What has the NHR Alliance achieved so far? Does Germany now have a better international standing?
By all means! But I am not talking about the media-friendly top 500 lists for high-performance computing. If you use them as a reference, the Tier 1 computers are right at the top. But if you look at the aggregated performance of HPC systems in Germany, the large NHR centers are very prominent. The majority of research on important questions in the fields of catalyst development, sustainable systems, or energy materials, for example, is increasingly being carried out on Tier 2 systems. With our application system, you can gain access to excellent computing resources within three months and conduct your research at the highest international level right here in Germany. This is precisely what makes us competitive, and the NHR Alliance has flung that door wide open.
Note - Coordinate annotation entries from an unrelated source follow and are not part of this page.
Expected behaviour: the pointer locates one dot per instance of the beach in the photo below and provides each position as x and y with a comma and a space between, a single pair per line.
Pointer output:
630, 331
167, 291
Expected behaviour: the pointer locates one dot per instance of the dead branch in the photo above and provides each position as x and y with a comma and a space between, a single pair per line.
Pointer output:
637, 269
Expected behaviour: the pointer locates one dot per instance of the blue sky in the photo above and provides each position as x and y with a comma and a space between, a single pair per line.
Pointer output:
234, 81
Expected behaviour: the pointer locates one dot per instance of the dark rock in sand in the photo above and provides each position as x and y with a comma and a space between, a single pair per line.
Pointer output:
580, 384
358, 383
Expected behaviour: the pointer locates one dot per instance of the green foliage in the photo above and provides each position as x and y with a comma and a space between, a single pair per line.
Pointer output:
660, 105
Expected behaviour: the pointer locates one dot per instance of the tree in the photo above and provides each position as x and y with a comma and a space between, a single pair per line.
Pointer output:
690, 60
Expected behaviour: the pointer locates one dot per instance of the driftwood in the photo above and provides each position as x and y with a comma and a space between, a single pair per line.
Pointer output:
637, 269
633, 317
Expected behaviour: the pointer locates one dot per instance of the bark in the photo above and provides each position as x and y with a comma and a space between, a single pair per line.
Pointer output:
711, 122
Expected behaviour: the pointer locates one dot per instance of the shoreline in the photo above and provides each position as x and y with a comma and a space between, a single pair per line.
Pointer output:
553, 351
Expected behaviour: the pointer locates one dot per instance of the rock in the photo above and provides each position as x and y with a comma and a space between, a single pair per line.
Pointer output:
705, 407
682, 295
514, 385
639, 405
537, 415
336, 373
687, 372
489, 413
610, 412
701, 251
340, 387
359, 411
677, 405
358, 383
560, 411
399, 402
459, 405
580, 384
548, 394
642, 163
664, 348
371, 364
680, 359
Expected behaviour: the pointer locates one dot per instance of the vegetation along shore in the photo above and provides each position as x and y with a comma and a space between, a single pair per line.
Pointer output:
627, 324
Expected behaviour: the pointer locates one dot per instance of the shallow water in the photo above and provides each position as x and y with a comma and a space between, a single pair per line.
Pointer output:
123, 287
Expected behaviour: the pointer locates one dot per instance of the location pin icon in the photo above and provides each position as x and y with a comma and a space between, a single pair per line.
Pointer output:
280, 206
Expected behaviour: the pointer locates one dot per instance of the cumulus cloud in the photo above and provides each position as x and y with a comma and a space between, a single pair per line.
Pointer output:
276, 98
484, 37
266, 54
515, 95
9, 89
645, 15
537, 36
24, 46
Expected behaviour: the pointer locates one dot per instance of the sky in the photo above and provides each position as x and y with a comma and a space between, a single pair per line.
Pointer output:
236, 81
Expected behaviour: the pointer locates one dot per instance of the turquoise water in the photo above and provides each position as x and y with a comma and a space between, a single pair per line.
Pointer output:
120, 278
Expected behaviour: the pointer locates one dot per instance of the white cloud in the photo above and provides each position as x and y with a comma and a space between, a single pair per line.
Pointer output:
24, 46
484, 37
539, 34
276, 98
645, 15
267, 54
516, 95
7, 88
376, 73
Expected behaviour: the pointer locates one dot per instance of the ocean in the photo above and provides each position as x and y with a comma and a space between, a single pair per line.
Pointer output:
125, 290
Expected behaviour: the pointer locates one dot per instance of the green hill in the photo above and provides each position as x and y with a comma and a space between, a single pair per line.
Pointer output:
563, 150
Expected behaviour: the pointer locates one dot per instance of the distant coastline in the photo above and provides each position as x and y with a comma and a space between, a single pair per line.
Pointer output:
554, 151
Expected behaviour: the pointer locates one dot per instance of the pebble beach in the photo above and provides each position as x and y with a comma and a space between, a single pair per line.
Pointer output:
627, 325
The interview was conducted by Maimona Id (DFN-Verein).
About Thomas D. Kühne
Current positions// Prof. Dr. Thomas Kühne is Professor of Computational Systems Science at the Dresden University of Technology (TUD) and since 2023 the Founding Director of CASUS – the Center for Advanced Systems Understanding in Görlitz/Saxony. He is the Vice Chairman of the Paderborn Center for Parallel Computing (PC2) and the recently founded Center for Sustainable Systems Design (CSSD). Furthermore, he is the Chairman of the NHR Atomistic Simulation Center and the NHR Center for Computational Physics and a member of the DFG Review Board. The computer scientists is a co-author of the open-source simulation package CP2K. His main research interests are the development of novel numerical methods and algorithms for chemical and physical processes and their implementation in the form of computer programs.
CV// In September 2018, Thomas D. Kühne took over the Chair for Theoretical Chemistry at the University of Paderborn, where he had held the professorship for Theoretical Interface Chemistry since 2014. From 2010 until he moved to Paderborn, Thomas D. Kühne was a junior professor for Theoretical Chemistry at the Johannes Gutenberg University in Mainz. After studying computer science, computational sciences and completing his doctorate in theoretical physics at the ETH Zurich in 2008, Kühne worked for a year as a postdoc at Harvard University. His research to date has focused primarily on the investigation of complex systems in condensed phases using computational methods, in particular aqueous systems such as water interfaces or biologically relevant reactions in water solutions. Kühne has published more than 150 publications in professional journals and holds a Starting Grant from the European Research Council.